@informateur.info- Les hommes armés ont arrêté, tôt ce lundi 25 octobre, plusieurs dirigeants soudanais, dont le Premier ministre, après des semaines de tensions entre les autorités militaires et civiles de transition.
Dans la foulée, le général Abdel Fattah Burhan qui revendique le coup de force, mettanten cause « des luttes politiques intestines » a dissous le gouvernement de transition.
Des troupes militaires et paramilitaires ont été déployées dans la capitale, l’aéroport de Khartoum fermé et les vols internationaux sont suspendus ainsi que l’accès à l’internet y suspendu.
Les émeutes en cours ont déjà fait deux morts et près de 80 blessés, signale-t-on.
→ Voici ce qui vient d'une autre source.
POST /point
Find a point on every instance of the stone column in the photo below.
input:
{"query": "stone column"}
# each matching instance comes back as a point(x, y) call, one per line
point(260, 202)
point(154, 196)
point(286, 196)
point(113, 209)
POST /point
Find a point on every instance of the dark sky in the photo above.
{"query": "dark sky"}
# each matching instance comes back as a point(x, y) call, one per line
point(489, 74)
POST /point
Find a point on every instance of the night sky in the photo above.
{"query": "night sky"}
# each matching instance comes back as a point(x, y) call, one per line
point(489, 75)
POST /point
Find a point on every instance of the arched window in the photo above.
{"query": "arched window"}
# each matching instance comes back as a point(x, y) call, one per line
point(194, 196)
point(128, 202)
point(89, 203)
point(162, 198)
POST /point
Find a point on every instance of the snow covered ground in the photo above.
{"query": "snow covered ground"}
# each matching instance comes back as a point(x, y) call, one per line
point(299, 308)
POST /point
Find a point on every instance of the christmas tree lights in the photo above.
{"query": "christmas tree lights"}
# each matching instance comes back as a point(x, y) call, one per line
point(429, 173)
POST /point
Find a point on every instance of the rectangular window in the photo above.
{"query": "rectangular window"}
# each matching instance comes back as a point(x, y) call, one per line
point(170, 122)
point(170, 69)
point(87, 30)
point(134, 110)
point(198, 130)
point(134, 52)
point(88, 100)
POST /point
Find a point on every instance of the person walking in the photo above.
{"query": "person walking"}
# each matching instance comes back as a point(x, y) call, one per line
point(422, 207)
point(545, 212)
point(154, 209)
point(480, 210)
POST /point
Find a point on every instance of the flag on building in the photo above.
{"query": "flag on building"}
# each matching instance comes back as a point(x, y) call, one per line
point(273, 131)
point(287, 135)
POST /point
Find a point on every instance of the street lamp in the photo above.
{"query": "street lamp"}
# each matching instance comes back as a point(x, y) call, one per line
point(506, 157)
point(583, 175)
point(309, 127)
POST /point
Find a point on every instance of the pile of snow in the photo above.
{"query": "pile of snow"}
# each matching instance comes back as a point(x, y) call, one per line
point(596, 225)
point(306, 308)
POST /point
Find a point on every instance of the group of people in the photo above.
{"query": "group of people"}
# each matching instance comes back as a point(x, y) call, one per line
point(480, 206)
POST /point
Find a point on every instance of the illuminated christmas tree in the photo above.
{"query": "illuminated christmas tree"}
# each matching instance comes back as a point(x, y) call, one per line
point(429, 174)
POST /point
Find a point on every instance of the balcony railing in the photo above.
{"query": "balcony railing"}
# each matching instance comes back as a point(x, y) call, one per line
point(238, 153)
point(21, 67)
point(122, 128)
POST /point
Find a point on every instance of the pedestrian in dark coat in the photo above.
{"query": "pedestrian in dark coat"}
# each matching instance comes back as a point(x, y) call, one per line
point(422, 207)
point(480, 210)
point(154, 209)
Après ce coup de force au Soudan, les réactions internationales ne se sont pas fait attendre
Ainsi, les Etats-Unis appellent à la libération des membres du gouvernement en condamnant « la prise de pouvoir par les militaires ».
L’Union africaine préoccupée de « l’évolution dangereuse » de la situation au Soudan appelle à « la libération de tous les dirigeants politiques détenus et au strict respect nécessaire aux droits de l’homme ». Pour l’organisation panafricaine, « le dialogue et le consensus sont le seul moyen approprié pour sauver le pays et sa transition démocratique », a insisté le président de la Commission, Moussa Faki Mohamed.